The author continues with another alien analogy. This one is about a creature who must have come from a colder planet than Earth, because he parks his spaceship on a frozen lake and wanders off for a month. When he comes back the ice has thawed and his ship is gone. The ice is analogous to the body which “is certain to “disintegrate” at the end of life.” Therefore, the author says, focusing our lives on our bodies is foolish.
This is only true if there is something else. If our bodies are all we have, then what else should we focus on? I am not advocating an irresponsible hedonistic lifestyle, but if we can responsibly indulge ourselves in physical pleasures, why shouldn’t we? In fact, one can argue that, absent the existence of an immortal soul, physical pleasures (including such ethereal forms of pleasure as happiness, satisfaction, sense of accomplishment, etc.) are the only thing of real value.

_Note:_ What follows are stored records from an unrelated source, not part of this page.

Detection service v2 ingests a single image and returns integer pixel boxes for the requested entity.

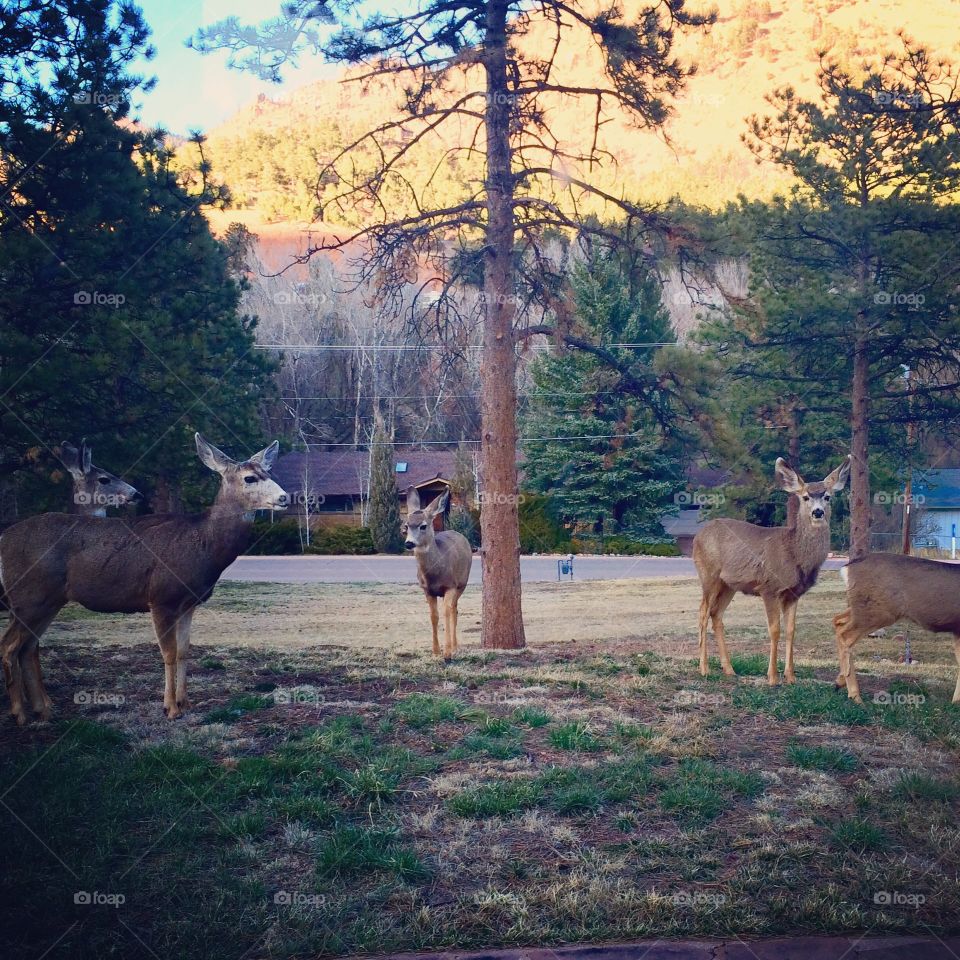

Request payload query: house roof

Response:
[271,447,464,497]
[660,510,707,537]
[913,470,960,510]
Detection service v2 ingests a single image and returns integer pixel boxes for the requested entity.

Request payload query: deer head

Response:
[400,487,450,550]
[195,433,288,515]
[776,457,850,527]
[60,439,143,516]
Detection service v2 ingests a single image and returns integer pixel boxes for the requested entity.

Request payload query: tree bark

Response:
[850,334,870,560]
[480,0,526,650]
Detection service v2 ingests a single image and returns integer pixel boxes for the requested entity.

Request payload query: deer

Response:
[60,439,143,517]
[401,487,473,663]
[693,457,850,686]
[833,553,960,703]
[0,439,143,610]
[0,433,288,726]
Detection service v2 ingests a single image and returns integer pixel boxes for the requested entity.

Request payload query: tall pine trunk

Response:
[480,2,526,650]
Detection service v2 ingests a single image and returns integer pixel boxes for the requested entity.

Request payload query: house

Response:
[911,470,960,551]
[271,447,470,526]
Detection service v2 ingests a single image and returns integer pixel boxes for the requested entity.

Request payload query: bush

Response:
[518,493,570,553]
[304,526,377,554]
[570,535,680,557]
[247,517,376,556]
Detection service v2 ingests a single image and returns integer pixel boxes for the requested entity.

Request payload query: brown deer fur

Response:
[833,553,960,703]
[0,434,286,724]
[693,457,850,685]
[403,487,473,660]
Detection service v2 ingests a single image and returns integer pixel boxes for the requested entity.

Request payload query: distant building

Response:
[272,448,470,526]
[911,470,960,551]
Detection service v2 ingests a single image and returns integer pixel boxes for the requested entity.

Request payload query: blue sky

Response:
[139,0,335,134]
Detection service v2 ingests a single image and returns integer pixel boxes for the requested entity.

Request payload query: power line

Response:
[254,340,677,353]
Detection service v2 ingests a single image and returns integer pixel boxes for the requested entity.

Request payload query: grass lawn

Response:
[0,574,960,960]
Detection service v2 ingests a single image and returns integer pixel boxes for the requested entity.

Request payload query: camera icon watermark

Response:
[73,890,127,907]
[873,890,927,910]
[273,890,327,907]
[673,490,727,507]
[73,690,127,707]
[873,690,927,707]
[873,290,927,310]
[73,290,127,307]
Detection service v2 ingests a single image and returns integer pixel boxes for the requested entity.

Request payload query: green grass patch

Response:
[205,693,274,723]
[547,723,603,753]
[893,771,960,801]
[787,742,860,773]
[394,693,463,730]
[830,817,887,852]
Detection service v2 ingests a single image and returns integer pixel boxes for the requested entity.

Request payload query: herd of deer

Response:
[0,442,960,725]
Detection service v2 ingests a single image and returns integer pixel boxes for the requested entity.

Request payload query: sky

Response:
[138,0,336,134]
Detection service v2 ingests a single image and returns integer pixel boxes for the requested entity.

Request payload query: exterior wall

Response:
[913,507,960,551]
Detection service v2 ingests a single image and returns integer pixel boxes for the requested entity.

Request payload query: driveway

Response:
[223,555,846,583]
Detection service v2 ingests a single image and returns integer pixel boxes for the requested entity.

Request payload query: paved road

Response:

He then quotes psychologist Dr. Judith Mishell, who like him assumes the existence of the soul and that all positive human traits are to be attributed to it. She uses the analogy of a horse and rider, and explains that the rider must be in control, encouraging and caring for the horse, being considerate of its needs, but never allowing the horse to do as it pleases. Again, assuming that there is a soul, this seems good advice. If the soul is indeed the seat of all virtues, of all higher aspirations, then it is only right that it should be the rider and in control of the body.

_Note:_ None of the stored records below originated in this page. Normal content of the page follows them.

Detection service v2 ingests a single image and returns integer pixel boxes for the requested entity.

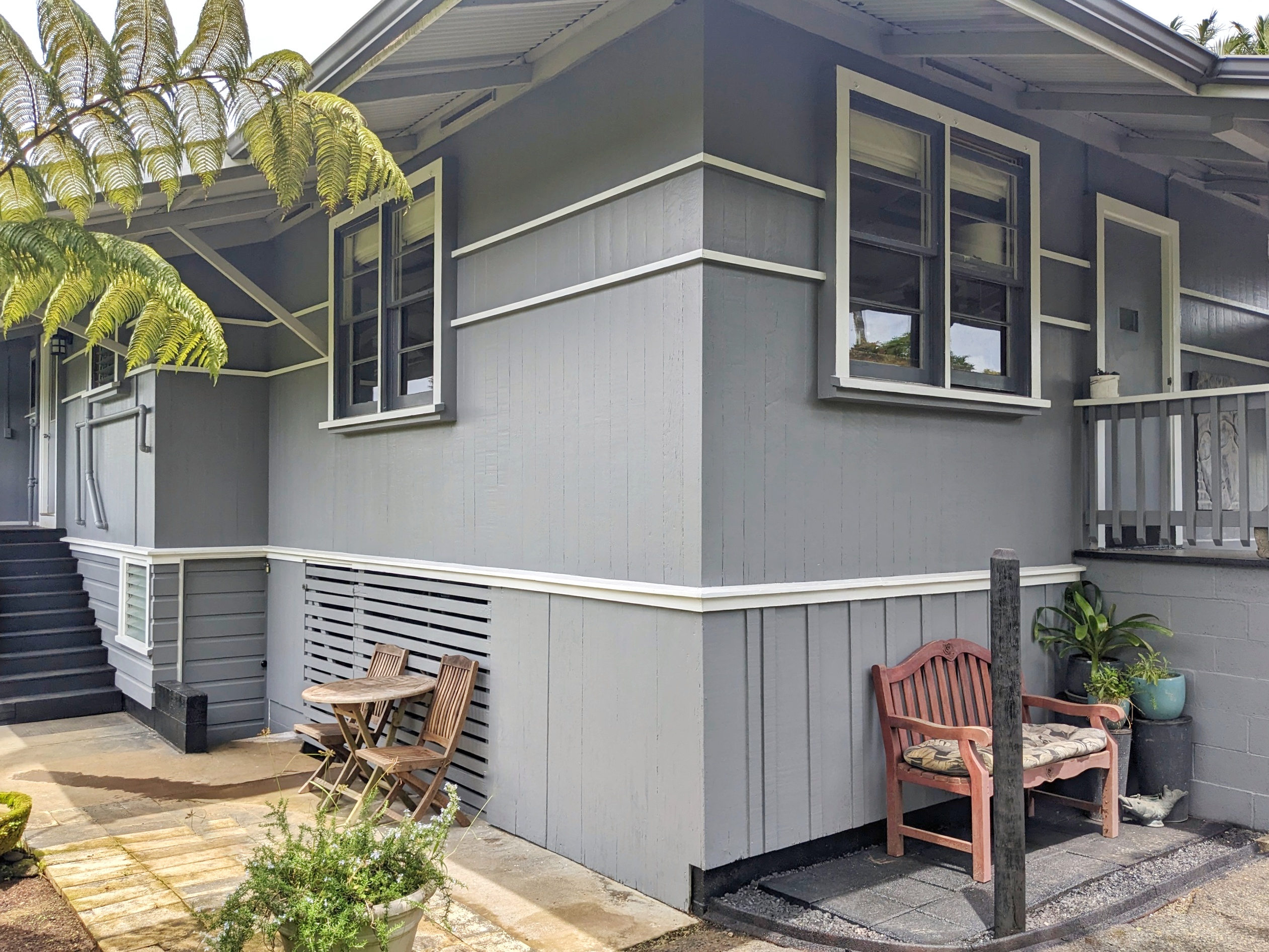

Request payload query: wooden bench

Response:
[872,639,1123,882]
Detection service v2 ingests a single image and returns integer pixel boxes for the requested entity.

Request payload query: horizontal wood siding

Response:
[704,586,1061,868]
[303,563,493,809]
[183,559,266,744]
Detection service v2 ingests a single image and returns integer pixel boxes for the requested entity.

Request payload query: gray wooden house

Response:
[0,0,1269,908]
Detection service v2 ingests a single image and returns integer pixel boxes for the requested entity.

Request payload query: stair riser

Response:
[0,627,102,666]
[0,608,97,633]
[0,688,123,724]
[0,668,114,698]
[0,645,107,674]
[0,558,77,578]
[0,589,88,614]
[0,573,84,597]
[0,542,71,559]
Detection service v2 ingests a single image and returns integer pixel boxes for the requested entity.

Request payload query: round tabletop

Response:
[301,674,437,706]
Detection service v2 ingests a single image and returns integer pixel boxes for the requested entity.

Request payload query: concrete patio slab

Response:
[0,713,695,952]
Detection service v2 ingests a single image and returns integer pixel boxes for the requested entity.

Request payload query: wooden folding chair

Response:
[296,645,410,796]
[352,655,480,826]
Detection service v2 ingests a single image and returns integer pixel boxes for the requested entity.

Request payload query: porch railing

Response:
[1075,384,1269,546]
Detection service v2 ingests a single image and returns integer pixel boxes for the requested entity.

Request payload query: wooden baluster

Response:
[1111,404,1123,546]
[1181,400,1198,546]
[1207,395,1225,546]
[1235,393,1251,546]
[1132,404,1146,546]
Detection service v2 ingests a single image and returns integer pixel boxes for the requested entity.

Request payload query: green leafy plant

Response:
[200,783,458,952]
[0,0,411,376]
[1084,664,1137,727]
[1123,645,1176,684]
[1032,581,1172,665]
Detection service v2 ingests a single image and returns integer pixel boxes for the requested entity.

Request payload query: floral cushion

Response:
[904,724,1106,777]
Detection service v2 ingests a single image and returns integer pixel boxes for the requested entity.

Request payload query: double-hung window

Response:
[831,68,1045,406]
[321,161,452,429]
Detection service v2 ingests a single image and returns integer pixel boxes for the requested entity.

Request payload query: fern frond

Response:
[175,80,228,188]
[110,0,178,89]
[123,90,184,204]
[180,0,251,81]
[0,166,44,221]
[0,17,56,131]
[36,0,121,109]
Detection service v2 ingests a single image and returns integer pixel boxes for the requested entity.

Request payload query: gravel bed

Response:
[718,885,895,942]
[1026,829,1257,929]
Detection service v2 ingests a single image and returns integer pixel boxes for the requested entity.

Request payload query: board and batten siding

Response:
[181,559,267,744]
[703,585,1062,869]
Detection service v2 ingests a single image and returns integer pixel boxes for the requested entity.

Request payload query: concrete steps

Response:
[0,528,123,724]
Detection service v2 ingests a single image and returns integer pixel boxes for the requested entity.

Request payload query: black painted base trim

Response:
[690,797,970,915]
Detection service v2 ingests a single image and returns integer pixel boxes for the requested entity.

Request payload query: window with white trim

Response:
[832,68,1040,411]
[328,163,444,425]
[117,559,150,650]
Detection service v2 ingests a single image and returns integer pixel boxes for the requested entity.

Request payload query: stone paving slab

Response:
[759,800,1226,944]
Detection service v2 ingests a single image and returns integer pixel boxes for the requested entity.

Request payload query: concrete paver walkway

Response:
[0,715,695,952]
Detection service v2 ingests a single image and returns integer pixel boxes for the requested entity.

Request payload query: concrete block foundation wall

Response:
[1076,552,1269,830]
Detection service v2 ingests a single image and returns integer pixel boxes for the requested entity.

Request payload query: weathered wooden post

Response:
[991,548,1026,937]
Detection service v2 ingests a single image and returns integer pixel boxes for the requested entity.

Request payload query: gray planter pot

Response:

But one could tell the same story without referencing a metaphysical soul. Using Freud’s theory of the subconscious, we could say that the Superego should be the rider and maintain tight control over the Id (and Ego) while being sensitive to its needs.
To move even further away from the metaphysical, we could say that the executive functions of the brain, the areas that produce rational thought and weigh pros and cons, should be the rider and maintain control over the emotions and instinctual urges.
Treating the soul as the person inside the body feels right intuitively, and that is why the description of it as wearing the body as suit, or of it controlling the body like a rider on a horse, is so compelling. But we must remember that our intuition is a quick and dirty system for dealing with the deluge of information with which the world inundates us, is highly dependant on past expirience, and in areas in which we are not experts is often wrong. We must refrain from attributing to the soul that which is accounted for by the physical brain (or attributing to the soul that which we don’t yet fully understand simply because of our lack of knowledge). And we must remember that when discussing metaphysical entities which no one has ever seen and which have no measurable effects, all theories about those effects and about the entity’s relationship to the physical world are equally magical.